Review articleSpatiotemporal analysis and human exposure assessment on polycyclic aromatic hydrocarbons in indoor air, settled house dust, and diet: A review

- We review geographical and temporal trends in indoor PAH contamination.
- ΣPAH concentrations in indoor air in Asia exceed significantly those in N. America.
- Proportionally more of the less carcinogenic PAH are emitted indoors than outdoors.
- Indoor sources of PAH have been controlled more effectively than outdoor sources.
- Human intake via air, diet and dust each merits continued assessment.

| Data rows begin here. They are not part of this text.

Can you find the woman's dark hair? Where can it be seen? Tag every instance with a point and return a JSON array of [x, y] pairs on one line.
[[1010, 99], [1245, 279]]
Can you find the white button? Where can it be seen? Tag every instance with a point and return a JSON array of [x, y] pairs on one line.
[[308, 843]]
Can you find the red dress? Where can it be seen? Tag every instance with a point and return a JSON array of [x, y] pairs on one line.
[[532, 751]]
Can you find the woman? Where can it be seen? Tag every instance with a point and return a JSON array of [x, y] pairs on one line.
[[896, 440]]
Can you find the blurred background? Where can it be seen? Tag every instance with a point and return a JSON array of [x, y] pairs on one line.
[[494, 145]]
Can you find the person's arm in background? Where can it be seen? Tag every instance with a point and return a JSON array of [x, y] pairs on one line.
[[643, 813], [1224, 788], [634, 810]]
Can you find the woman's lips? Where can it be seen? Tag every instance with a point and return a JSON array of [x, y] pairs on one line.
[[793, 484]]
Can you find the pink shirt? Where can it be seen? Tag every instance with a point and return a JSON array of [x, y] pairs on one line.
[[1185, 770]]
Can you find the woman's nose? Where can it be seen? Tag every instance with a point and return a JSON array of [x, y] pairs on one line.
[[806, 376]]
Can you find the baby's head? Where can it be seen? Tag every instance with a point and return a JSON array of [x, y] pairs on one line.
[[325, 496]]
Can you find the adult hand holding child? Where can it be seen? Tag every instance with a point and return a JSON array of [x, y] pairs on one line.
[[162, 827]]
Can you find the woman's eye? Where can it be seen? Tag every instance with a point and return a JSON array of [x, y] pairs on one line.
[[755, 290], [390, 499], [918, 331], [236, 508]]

This review summarizes the published literature on the presence of polycyclic aromatic hydrocarbons (PAH) in indoor air, settled house dust, and food, and highlights geographical and temporal trends in indoor PAH contamination. In both indoor air and dust, ΣPAH concentrations in North America have decreased over the past 30 years with a halving time of 6.7 ± 1.9 years in indoor air and 5.0 ± 2.3 years in indoor dust. In contrast, indoor PAH concentrations in Asia have remained steady. Concentrations of ΣPAH in indoor air are significantly (p < 0.01) higher in Asia than North America. In studies recording both vapor and particulate phases, the global average concentration in indoor air of ΣPAH excluding naphthalene is between 7 and 14,300 ng/m3. Over a similar period, the average ΣPAH concentration in house dust ranges between 127 to 115,817 ng/g. Indoor/outdoor ratios of atmospheric concentrations of ΣPAH have declined globally with a half-life of 6.3 ± 2.3 years. While indoor/outdoor ratios for benzo[a]pyrene toxicity equivalents (BaPeq) declined in North America with a half-life of 12.2 ± 3.2 years, no significant decline was observed when data from all regions were considered. Comparison of the global database, revealed that I/O ratios for ΣPAH (average = 4.3 ± 1.3), exceeded significantly those of BaPeq (average = 1.7 ± 0.4) in the same samples. The significant decline in global I/O ratios suggests that indoor sources of PAH have been controlled more effectively than outdoor sources. Moreover, the significantly higher I/O ratios for ΣPAH compared to BaPeq, imply that indoor sources of PAH emit proportionally more of the less carcinogenic PAH than outdoor sources. Dietary exposure to PAH ranges from 137 to 55,000 ng/day. Definitive spatiotemporal trends in dietary exposure were precluded due to relatively small number of relevant studies. However, although reported in only one study, PAH concentrations in Chinese diets exceeded those in diet from other parts of the world, a pattern consistent with the spatial trends observed for concentrations of PAH in indoor air. Evaluation of human exposure to ΣPAH via inhalation, dust and diet ingestion, suggests that while intake via diet and inhalation exceeds that via dust ingestion; all three pathways contribute and merit continued assessment.